Meridian Capital Group has overhauled its risk and controls and will resume business with the mortgage-finance giant next year
By Gina Heeb
Oct. 9, 2024 3:09 pm ET
Freddie Mac is set to end its blacklist of Meridian Capital Group after the real-estate broker overhauled its risk and controls, signaling the type of requirements the rest of the industry could soon face as regulators ramp up a broader fraud crackdown.
Freddie will resume business with Meridian in January, Meridian said, more than a year after it was banned in response to allegations that some of its brokers falsified client financials to get bigger loans.
Fannie Mae also has a blacklist on Meridian, which remains in place, the firm said. Other brokers have since been banned by the mortgage-finance giants.

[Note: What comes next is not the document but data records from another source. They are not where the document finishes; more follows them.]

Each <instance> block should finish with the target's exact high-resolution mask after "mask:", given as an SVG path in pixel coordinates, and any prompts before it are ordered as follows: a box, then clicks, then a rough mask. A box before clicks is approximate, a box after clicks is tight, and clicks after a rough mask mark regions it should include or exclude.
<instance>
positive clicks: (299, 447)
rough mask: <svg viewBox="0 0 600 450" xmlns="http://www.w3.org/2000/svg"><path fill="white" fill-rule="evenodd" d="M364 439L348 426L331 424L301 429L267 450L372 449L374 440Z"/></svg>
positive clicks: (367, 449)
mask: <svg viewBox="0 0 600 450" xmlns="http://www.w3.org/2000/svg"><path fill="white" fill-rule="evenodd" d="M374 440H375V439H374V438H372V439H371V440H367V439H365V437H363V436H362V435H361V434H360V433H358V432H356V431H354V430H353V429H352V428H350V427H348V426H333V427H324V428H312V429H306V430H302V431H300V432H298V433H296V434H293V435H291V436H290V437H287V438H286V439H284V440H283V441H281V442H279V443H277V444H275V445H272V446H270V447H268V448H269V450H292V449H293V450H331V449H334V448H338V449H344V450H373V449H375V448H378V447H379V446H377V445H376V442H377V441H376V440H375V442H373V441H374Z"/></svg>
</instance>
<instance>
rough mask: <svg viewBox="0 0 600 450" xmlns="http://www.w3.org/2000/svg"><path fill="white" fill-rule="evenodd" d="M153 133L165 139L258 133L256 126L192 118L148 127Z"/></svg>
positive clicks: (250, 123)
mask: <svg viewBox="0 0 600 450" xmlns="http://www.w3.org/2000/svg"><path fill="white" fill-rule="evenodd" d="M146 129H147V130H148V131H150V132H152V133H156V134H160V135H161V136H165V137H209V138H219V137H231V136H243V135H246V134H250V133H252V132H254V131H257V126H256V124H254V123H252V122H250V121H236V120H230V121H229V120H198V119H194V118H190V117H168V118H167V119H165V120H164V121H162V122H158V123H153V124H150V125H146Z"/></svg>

After the blacklists, Meridian shook up its management and started to build a risk and control framework, largely from scratch. As part of that, Meridian would require brokers to obtain internal approval before they move forward with certain deals, Chief Executive Brian Brooks said in an interview.
A credit approval committee that includes members of management would have to sign off on all Fannie and Freddie loans, for example, as well as those that are $75 million or above in size or some that have known concerns.
“Whatever is coming out of Meridian today doesn’t look like what might have come out Meridian a year ago and doesn’t look like any other broker shop,” Brooks said. “It looks clean.”
Fannie and Freddie, which are backed by the government, purchase and securitize a huge portion of loans in the U.S. residential and commercial mortgage markets.
The financial backing of Fannie and Freddie is crucial for mortgage brokerage firms, which can struggle to get new business without it. Between 15% and 20% of business at Meridian was tied to the two firms, Brooks said.
The agreement with Freddie came with terms that could slow the breakneck speed of deals in the real-estate brokerage industry.
Lenders would face repurchase obligations if a Meridian loan defaults within the first 12 months, for example. Lenders also would have to complete extra due diligence for Meridian loans, such as by certifying the absence of fraud, a person familiar with the matter said.
Meridian separately rolled out a review system for loans each quarter. As part of that review, loans would be assigned a score on a so-called risk scale designed to assess whether and to what degree brokers may have altered the financials of the borrower, as well as whether that was disclosed.
The firm also cut more than 100 employees—or roughly a quarter of the firm—from its workforce. That included around 40% of brokers.
“I don’t want to imply that everybody who was let go was let go because of some kind of misconduct, that’s not the case,” Brooks said. But some of them “probably don’t belong in the new world. They have come out of an environment that had no oversight and no regulation,” he said.
Fannie and Freddie have launched a wider probe into allegations of fraud across the industry. As part of that, the two firms have prepared to require lenders to independently verify financial information related to borrowers for apartment complexes and other multifamily properties.
Meridian has a particularly close relationship with New York Community Bancorp, the regional bank that recently got a rescue deal from investors led by Steven Mnuchin after trouble in its commercial real estate books sparked panic.
Bloomberg previously reported the news of Freddie Mac ending its blacklisting of Meridian.